MIT engineers turn waste heat into computing power with new silicon structures

MIT engineers have turned a common electronic nuisance — waste heat — into a computational resource. In a study published in the journal Physical Review Applied, researchers revealed microscopic silicon structures capable of performing mathematical calculations using heat instead of electricity.
The research team, consisting of undergraduate student Caio Silva and research scientist Giuseppe Romano, utilized a technique called inverse design to create these structures. By feeding desired functionality into a software system, algorithms generated complex, pore-filled silicon geometries roughly the size of a dust particle. These structures guide the flow of heat to perform matrix vector multiplication — the fundamental math behind machine-learning models like Large Language Models (LLMs) — with over 99% accuracy in simulations.
Most of the time, when you are performing computations in an electronic device, heat is the waste product. You often want to get rid of as much heat as you can. But here, we’ve taken the opposite approach by using heat as a form of information itself and showing that computing with heat is possible. — Caio Silva, lead author of the paper.
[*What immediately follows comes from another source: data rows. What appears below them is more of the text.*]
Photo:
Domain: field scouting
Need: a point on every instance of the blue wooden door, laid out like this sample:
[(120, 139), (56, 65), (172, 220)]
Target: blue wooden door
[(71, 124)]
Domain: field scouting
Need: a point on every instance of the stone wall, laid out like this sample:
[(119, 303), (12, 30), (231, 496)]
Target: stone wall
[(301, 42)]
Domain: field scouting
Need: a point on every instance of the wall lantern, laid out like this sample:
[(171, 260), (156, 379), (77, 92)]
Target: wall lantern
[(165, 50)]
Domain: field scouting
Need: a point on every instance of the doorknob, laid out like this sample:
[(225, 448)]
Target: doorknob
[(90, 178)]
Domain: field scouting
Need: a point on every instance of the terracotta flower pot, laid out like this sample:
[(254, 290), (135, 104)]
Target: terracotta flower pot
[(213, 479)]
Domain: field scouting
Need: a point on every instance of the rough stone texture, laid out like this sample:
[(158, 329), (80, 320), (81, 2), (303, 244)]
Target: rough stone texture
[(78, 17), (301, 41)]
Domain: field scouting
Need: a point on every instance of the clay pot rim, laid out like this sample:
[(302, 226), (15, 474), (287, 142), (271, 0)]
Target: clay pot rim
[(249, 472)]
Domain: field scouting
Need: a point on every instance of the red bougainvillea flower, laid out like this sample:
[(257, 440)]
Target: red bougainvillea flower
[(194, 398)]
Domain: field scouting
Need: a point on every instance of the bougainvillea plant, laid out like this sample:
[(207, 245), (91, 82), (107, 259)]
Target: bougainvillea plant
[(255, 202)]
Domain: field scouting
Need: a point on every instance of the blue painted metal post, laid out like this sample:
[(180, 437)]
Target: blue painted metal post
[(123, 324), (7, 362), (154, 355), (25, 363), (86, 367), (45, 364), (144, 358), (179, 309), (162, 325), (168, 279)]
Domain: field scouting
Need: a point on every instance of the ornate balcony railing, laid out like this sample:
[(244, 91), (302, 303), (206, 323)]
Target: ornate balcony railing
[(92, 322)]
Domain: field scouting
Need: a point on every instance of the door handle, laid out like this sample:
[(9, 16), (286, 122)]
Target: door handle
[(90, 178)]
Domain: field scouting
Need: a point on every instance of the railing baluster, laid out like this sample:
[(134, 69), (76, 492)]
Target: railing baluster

To overcome the physical limitation that heat only flows from hot to cold, the team split target matrices into positive and negative components, processing them through separate structures. They also adjusted the thickness of the silicon to control heat conduction more precisely.
While the technology faces hurdles regarding bandwidth and scaling for complex deep-learning tasks, it has immediate potential in thermal management. The structures could autonomously detect overheating or temperature gradients in electronics without requiring external power or digital sensors. The team now aims to develop programmable structures capable of sequential operations.